Design and Workmanship
With its white high-gloss surface and the gray contrast, we like the plain design of the power adapter. In terms of quality, the edges and gap sizes are not quite up to the level of Apple, but there is no reason for complaint. According to Inateck, the small power adapter uses the MPS HFC0500 chip as a controller to identify the fastest charging method (5V/3A, 9V/3A, 15V/3A, 20V/2.25A). The USB-C port supports Power Delivery 3.0 (PD 3.0) and as the supported devices, the home page lists for example the 2016 MacBook Pro, Google Chromebook Pixel, Nexus 5x/6P, LG G5, HTC 10, Nokia N1, OnePlus 2, Lumia 950, Google Pixel C, and Nubia Z9.

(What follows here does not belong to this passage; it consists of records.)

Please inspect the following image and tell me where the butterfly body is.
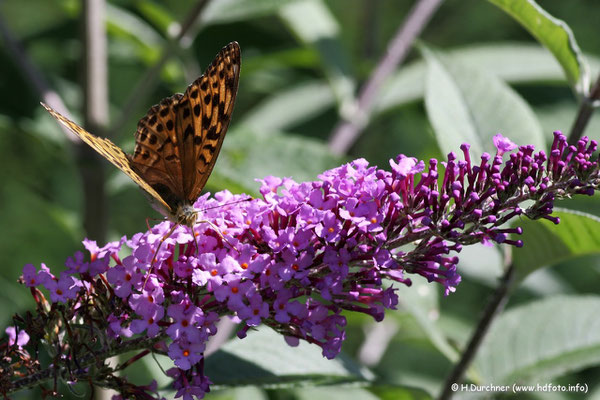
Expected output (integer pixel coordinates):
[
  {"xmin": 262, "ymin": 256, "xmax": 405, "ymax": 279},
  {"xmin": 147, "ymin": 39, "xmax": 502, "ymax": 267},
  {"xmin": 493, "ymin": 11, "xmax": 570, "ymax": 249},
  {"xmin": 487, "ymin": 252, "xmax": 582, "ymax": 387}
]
[{"xmin": 42, "ymin": 42, "xmax": 241, "ymax": 227}]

Power Consumption and Efficiency
As you can see in the table below, on average there is no difference in the power consumption and with that the efficiency with the Teclast Tbook 16 Power (Atom x7-Z8750 based tablet). With the MacBook Pro 15, however, we see a clear difference when charging, since the Inateck is specified at 45 Watt and thus draws a maximum of 48 Watt from the outlet. Of that, about 43-44 Watt arrived at the MacBook, according to the Satechi USB-C meter. The Apple charger, which is specified as 87 Watt, delivers 77 Watt (Satechi: about 74 Watt at the USB-C port) in that state and therefore charges MacBook Pro 15 from 2016 significantly faster. Without load, our Metrahit Energy meter shows a measurable but rather insignificant difference. Here, the Apple power supply is considerably more energy efficient, remaining below 0.03 Watt, while the Inateck uses 0.06 Watt.
|Apple 87W Power Adapter||Inateck 45W Power Adapter|
|MacBook Pro 15 2016 charging||77 W||48 W (capped)|
|Power adapter alone||0.026 W||0.063 W|
|Teclast Tbook 16 Power off||2.6 W||2.6 W|
|Teclast Tbook 16 Power idle||8.4 W||8.4 W|
|Teclast Tbook 16 Power Unigine Valley||16.6 W||16.6 W|
We did not notice anything critical in the temperature development. Even after charging the MacBook Pro with a constant 48 Watt load, the surfaces did not reach any critical temperatures (51 °C, 124 °F in the test).
At currently $28 (at Amazon.com), the Inateck power adapter is considerably below the price of the current USB-C power adapters by Apple, which start at 50 Euros (~$55) for the weaker 29-Watt adapter.
In our test, we compared it against the expensive 87-Watt power adapter of the 15-inch MacBook-Pro from 2016 and had no problems during normal usage. During a normal work day, the battery remained at 100% and also the charging while using the laptop was no problem, even if it was slower than the original power adapter, off course. However under strong load, in addition the MacBook Pro naturally helped itself from the integrated battery, since the 48 Watt are not enough. With the Teklast Tbook 16 Power there was always enough power. We could not hear any noises like transistor humming and the heat development remained within limits as well. The efficiency is only minimally worse than with the expensive MacBook power adapters. Our only points of criticism are the USB-C cable not being included (as it is with Apple) and possibly the lack of a second USB connection.
In summary, the Inateck switching power adapter is an affordable USB-C power adapter that worked without problems in our test and performed well even when using it with power-hungry laptops.